Abaya à l’école : LFI réussit l’impossible, unir la droite et le centre

Sur BFM TV, Mathilde Panot assure que LFI reviendra sur l’interdiction de l’abaya à l’école en cas de victoire en 2027.
Capture d'écran X-Le Figaro
Capture d'écran X-Le Figaro

« Absurde ». C'est le mot employé par Mathilde Panot, dimanche soir, sur BFM TV, pour qualifier l'interdiction de l'abaya dans les établissements scolaires publics, entrée en vigueur à la rentrée 2023. Interrogée sur l'intention de LFI de revenir sur cette mesure si Jean-Luc Mélenchon l'emportait en 2027, la présidente du groupe Insoumis à l'Assemblée n'a pas hésité : « Oui, ça ne concernait absolument personne, c’était absurde. » Pour justifier sa position, elle a raconté l'histoire de deux jeunes filles portant « exactement la même robe achetée exactement au même endroit », l'une ayant été refoulée à l'entrée de son établissement parce qu'elle « avait l'air arabe », l'autre non : une situation qu'elle qualifie de « raciste et discriminatoire ».
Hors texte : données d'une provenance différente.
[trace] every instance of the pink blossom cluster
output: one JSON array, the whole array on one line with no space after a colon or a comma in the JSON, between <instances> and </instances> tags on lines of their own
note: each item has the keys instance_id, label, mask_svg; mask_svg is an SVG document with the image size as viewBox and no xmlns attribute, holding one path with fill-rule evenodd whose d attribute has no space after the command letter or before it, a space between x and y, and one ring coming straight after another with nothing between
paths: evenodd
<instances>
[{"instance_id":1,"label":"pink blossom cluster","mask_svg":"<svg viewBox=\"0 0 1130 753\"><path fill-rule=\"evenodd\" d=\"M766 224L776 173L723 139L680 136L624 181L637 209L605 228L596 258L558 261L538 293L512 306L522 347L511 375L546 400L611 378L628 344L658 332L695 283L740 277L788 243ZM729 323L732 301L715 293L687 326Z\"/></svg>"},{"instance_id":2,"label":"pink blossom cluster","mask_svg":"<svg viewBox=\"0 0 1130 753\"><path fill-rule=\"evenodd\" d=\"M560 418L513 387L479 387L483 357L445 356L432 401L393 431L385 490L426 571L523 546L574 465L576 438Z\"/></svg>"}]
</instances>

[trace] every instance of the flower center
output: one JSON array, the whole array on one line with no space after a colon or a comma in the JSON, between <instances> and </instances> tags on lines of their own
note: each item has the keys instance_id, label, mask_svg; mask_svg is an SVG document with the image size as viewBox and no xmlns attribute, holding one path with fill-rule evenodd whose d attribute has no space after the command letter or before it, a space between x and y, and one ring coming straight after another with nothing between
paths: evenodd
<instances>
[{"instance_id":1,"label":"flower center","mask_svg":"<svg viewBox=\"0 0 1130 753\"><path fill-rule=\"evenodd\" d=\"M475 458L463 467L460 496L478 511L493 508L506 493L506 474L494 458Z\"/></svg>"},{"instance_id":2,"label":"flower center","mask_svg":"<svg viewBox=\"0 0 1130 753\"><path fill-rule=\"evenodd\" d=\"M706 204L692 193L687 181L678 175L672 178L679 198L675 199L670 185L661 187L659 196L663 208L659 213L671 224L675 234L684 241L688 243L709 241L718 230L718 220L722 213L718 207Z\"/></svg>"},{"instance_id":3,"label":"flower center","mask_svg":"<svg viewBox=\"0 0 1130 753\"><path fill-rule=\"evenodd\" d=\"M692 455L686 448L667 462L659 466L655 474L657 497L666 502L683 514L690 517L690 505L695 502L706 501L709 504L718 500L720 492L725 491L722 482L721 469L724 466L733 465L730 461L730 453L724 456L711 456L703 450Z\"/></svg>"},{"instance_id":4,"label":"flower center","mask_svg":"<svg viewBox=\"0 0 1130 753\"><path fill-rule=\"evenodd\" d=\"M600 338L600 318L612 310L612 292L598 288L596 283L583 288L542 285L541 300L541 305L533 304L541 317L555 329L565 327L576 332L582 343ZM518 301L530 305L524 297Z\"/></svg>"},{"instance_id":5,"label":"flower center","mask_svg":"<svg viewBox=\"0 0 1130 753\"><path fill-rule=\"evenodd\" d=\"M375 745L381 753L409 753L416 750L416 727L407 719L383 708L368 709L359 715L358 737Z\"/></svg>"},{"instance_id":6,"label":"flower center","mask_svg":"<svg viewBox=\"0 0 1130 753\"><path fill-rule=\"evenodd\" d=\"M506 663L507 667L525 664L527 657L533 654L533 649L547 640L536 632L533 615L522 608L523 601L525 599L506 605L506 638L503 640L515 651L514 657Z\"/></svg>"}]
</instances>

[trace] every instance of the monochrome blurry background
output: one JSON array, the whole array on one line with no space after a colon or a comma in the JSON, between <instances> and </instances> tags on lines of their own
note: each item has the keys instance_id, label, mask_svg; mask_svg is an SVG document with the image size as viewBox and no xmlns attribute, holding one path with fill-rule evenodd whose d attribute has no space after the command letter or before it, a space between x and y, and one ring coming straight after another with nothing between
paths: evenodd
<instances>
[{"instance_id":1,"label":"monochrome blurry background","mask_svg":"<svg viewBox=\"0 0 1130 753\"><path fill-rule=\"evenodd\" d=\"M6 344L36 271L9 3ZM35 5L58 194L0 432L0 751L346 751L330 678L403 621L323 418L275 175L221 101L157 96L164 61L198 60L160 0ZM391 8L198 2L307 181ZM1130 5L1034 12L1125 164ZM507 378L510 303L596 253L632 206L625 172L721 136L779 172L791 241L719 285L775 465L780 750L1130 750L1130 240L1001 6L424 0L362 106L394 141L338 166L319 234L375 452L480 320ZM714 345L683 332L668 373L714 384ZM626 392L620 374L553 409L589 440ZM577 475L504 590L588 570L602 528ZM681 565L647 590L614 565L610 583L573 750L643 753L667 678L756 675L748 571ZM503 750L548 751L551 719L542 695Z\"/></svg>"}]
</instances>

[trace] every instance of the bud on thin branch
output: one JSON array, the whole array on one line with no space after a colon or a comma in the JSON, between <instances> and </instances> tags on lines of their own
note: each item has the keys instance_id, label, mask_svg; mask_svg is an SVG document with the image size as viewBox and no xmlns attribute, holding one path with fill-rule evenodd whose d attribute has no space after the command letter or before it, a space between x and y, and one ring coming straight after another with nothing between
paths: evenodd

Cette opposition n’est pas récente : LFI conteste la mesure depuis son instauration en 2023. Le lendemain matin, sur la même chaîne, la député insoumise Danièle Obono veut étayer l'argumentaire en assurant que « tous les religieux ont expliqué qu'il n'y avait aucune signification religieuse à l'abaya » et qu'en interdire le port à l'école était, selon elle, « injuste, inutile et discriminatoire ». Visiblement, les Insoumis considèrent que le communautarisme religieux ne doit pas être combattu avec la même intensité que celle qu’ils déploient pour rendre la cantine gratuite et réhabiliter les écoles pour faire face aux canicules.

Quand La France insoumise réussit « l’union des droites » en piétinant la laïcité

La sortie de Mathilde Panot n'a pas mis longtemps à provoquer une vague de réactions à droite et au centre, qui affichent un front commun dans la défense de l’interdiction de l’abaya. À commencer par celui qui avait porté la mesure : Gabriel Attal, alors ministre de l'Éducation nationale. « Je ne suis pas surpris », a-t-il réagi dès dimanche, sur BFM TV, rappelant que les Insoumis s'étaient déjà « opposés férocement » à sa décision en 2023. Pour lui, la sortie de la députée LFI en dit long sur les intentions réelles du mouvement : « Ce que dit Mathilde Panot, au fond, c'est que La France insoumise reviendrait sur la loi de 2004 qui interdit, y compris le port du voile, tout signe religieux à l'école. »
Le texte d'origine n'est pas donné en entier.